2.4. Diagnostic Methods

The process of bearing fault diagnosis based on spectrum map information fusion and convolutional neural network proposed in this paper is shown in Figure 8. First, according to the intercept signal and signal segment of a certain length, an appropriate method is selected based on 1D vibration signal processing to convert a signal fragment to a 2D spectrum map. Then, the spectrum map dataset is divided into a training set and a validation set according to a certain proportion. The training set is input into VGG for training, and the validation set is input into the model to predict the fault type. The specific steps are as follows.
  • Sensors installed in different locations of the equipment collect vibration signals. In this study, we used collected vibration datasets rather than real-time vibration signals.
  • The collected vibration signals are processed, the appropriate length is selected as a sample and 1D data are processed by the STFT method. The processed 1D data are stored as 2D images by Matplotlib. When the dataset is multidimensional, a multichannel dataset is generated by data fusion to improve the recognition accuracy.
  • The spectrum map dataset is divided into a training set and a validation set according to a certain proportion.
  • Appropriate neural networks are selected for training. Finally, a VGG convolutional neural network is used to train the model on the training set to obtain the neural network prediction model of bearing faults.
  • The trained model is deployed to mechanical equipment for fault detection.

3. Dataset

In this study, two public bearing vibration datasets were selected, namely multi-channel, multicondition and single-channel datasets. Comparative experiments were conducted in two datasets.
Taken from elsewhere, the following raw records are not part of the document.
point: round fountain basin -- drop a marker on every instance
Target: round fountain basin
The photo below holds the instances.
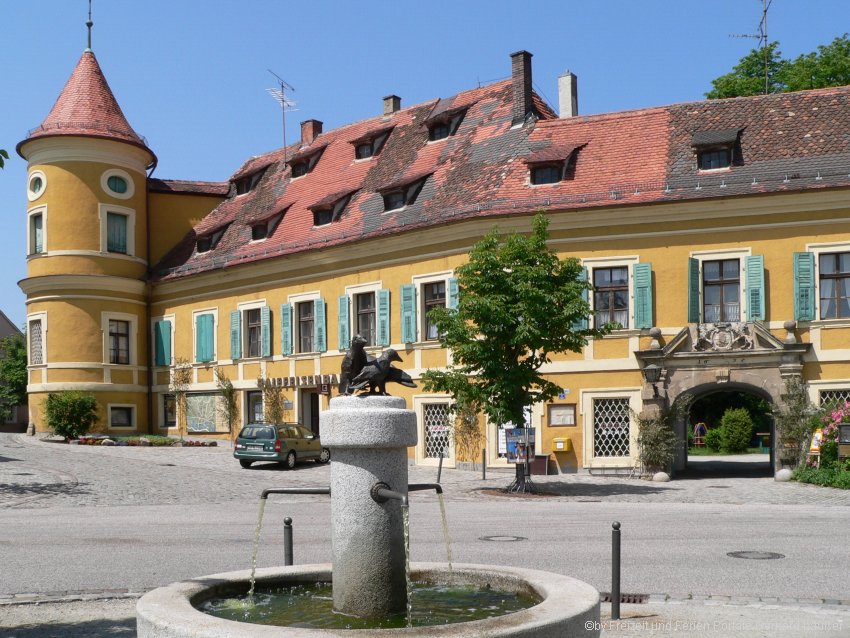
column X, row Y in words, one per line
column 568, row 607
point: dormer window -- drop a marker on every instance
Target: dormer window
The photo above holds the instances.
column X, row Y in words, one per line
column 370, row 144
column 403, row 192
column 553, row 164
column 206, row 243
column 331, row 208
column 249, row 182
column 715, row 149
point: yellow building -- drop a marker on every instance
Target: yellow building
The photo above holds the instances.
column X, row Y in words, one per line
column 715, row 233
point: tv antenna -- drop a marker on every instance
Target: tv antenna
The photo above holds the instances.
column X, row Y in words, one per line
column 286, row 104
column 761, row 36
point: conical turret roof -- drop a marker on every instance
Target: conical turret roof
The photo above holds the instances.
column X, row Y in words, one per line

First, a single-channel data validation approach was used in dataset 1. Then, the number of channels of data was increased to observe the influence of the channel number on diagnosis accuracy. Finally, the generalization ability of the method under different working conditions was verified using vibration data under different bearing loads. In dataset 2, a single-channel dataset was used to generate a spectrum map dataset for training and validation, and the generalization ability of the method under different hardware conditions was tested.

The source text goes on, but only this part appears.